Money from abroad a lifeline for poor-country entrepreneurs, research shows Add to ...

When it comes to injecting capital in the developing world, we tend to think of foreign aid - the benevolent gesture of Western governments - as the main source. But investment sent back to those countries turns out to be far more personal; money sent back to developing countries by migrants now triples the amount of aid foreign aid, according to the World Bank, and nearly matches foreign direct investment.

And research out of the University of New Brunswick confirms that they’re helping in numerous ways. These transfers, called migrant remittances, don’t just alleviate poverty - they also boost the credit system, helping banking systems mature and spurring entrepreneurship, according to Basu Sharma, a human resources professor at UNB’s Faculty of Business Administration in Fredericton.

Dr. Sharma has long studied the effects of foreign aid and foreign direct investment, and recently began to look at migrant remittances as a growing segment of foreign capital flow. “This is going to be one of the major sources of foreign capital in developing countries in the near future,” he says.

In a paper published earlier this year in the International Review of Business Research Papers, Dr. Sharma and co-author Azmat Gani of Sultan Qaboos University in the Sultanate of Oman found that remittances sent back to low- and middle-income countries significantly correlates with credit provided by the banking sector.

“The credit provided by the banking sector has increased with remittances in many developing countries,” Dr. Sharma says. “If people can borrow more from the bank, that will be helpful for entrepreneurial activities.”

Many people in these countries don’t have much to begin with. Money sent back home to developing countries traditionally first goes to basic needs such as food, then toward the advancement of human capital, Dr. Sharma says, such as sending children to better schools. After these needs are met, the remaining money from remittances provide the liquidity needed in the banking sector to lower interest rates and make credit more accessible, which encourages investment in entrepreneurial projects.

The research builds on previous work that suggested migrant remittances help relieve poverty and increase demand-led economic growth in developing countries. It also supports World Bank research that remittances are positively associated with financial sector development and investment financing.
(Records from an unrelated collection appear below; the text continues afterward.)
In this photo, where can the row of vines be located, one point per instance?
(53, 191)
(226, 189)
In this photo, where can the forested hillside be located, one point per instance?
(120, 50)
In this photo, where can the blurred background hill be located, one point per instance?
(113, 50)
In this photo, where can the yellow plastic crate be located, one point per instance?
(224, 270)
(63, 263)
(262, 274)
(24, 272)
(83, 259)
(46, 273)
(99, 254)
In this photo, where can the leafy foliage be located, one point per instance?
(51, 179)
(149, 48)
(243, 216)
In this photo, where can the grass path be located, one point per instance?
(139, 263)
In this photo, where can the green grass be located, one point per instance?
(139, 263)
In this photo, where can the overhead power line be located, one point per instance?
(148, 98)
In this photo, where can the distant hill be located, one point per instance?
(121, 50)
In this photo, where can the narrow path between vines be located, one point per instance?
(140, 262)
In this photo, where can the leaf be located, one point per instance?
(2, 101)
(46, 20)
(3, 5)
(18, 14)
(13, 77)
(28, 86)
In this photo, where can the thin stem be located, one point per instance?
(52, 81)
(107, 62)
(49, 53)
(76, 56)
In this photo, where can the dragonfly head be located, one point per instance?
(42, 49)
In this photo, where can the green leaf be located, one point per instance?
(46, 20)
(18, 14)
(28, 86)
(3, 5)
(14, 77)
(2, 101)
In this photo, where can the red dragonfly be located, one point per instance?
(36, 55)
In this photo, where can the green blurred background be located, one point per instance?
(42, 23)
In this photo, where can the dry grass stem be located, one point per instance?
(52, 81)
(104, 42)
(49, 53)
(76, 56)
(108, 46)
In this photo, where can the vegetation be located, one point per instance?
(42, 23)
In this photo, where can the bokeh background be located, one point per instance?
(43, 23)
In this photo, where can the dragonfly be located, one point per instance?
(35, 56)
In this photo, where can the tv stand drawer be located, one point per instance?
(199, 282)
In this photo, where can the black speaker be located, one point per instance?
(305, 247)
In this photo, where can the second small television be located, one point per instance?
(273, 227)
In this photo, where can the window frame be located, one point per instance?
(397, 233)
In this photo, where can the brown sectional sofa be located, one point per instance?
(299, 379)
Dilip Ratha, manager of the World Bank’s migration and remittances unit in Washington, says the bank has found that in Sub-Saharan Africa, somewhere between 15 and 30 per cent of remittances are used for “non-consumption” purposes, including the funding of small businesses.

“Remittances can alleviate credit constraint and provide additional credit for business,” says Mr. Ratha, a major contributor to the World Bank’s massive Migration and Remittances Factbook. The money sent over from these transfers, he says, “are a lifeline for developing countries,” and credit expansion “is observable on a global level.”

In some cases, economies are so small that remittances have made up close to half a country’s GDP in a single year, such as Tajikistan and Haiti in 2008, according to the World Bank. And the $400-billion figure is a low-ball number, since it only counts for remittances sent through official channels that can be measured by central banks and money-transfer agencies.

The number of transfers is certainly growing: In 2012, Western Union oversaw 231 million global money transactions between consumers – 23 per cent more than just five years earlier. The global money mover has also watched these transactions grow and shift, noting in particular that, over time, emerging countries, such as Turkey, have shifted from being cash receivers to cash senders, signalling that their economies are strengthening.

“Remittances can be an economic lifeline for consumers globally who are un- or under-banked,” says Odilon Almeida, Western Union’s president for the Americas region.

That’s a lesson reflected in Prof. Sharma’s research. “The main message is that there will be more entrepreneurial activities in developing countries due to remittances,” he says.